I think there's some misunderstanding about what perfect grouping is. Perfect grouping would be if you adjusted for a categorical variable of census tract as both a fixed effect and random effect. R does not converge in that case. That's not what happens in the first model. If tract.income is a unique variable for each tract and you adjust it as a factor, instead of continuously or pseudocontinuously, this problem arises because incomes are interchangeable with tract labels. Again, R would throw an error in this case.

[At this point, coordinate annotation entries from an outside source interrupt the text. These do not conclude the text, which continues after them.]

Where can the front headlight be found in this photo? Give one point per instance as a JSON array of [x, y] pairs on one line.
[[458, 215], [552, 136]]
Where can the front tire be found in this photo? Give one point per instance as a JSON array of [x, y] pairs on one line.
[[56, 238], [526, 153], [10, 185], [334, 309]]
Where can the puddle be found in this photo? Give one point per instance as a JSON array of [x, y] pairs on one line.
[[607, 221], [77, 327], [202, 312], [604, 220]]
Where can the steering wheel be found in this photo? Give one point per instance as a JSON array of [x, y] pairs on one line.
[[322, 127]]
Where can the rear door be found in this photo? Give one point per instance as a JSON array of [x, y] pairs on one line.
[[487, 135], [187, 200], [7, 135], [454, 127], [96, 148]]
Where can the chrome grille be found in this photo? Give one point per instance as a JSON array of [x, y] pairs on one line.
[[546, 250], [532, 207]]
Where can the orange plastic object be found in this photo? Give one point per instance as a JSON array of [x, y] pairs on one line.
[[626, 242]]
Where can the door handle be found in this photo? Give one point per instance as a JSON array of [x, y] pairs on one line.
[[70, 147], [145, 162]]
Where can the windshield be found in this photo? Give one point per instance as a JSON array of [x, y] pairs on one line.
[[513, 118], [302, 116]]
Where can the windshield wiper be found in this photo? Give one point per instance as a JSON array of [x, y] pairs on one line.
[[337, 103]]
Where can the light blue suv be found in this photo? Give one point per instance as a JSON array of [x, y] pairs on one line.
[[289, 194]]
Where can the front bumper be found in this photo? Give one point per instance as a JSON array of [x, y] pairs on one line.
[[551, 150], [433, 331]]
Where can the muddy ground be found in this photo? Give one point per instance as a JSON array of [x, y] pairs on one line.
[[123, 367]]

Your first model merely adjusts for a between-cluster predictor of the outcome. This is a totally sensible approach in mixed effects models when it would be appropriate in a fixed effects model. Adjusting for a between-cluster variable is superior to the random effect in a few ways in that it actually estimates a mean difference: this mean difference enables comparisons of people between different clusters. So, for instance, if John Doe applies for a mortgage in a poor neighborhood I know his mortgage success will be closer to that of other poor neighborhoods even if they are not his poor neighborhood. A random effect only tells us people in the same census tract/neighborhood are similar.
Adjusting for between cluster factors can make for better comparison of race to mortgage success. The key assumption here is that census tract income predicts or is independent of race, conditional on individual income. I think that assumption is testy at best. Racial groups, conditional on individual income, tend to cluster geographically in similar areas.
When doing research on disparities (which I catch the jist of based on the variables), I often report the marginal and conditional differences, e.g. blacks were less likely to receive mortgages than whites, but after control of median tract income and personal income, differences were not observed.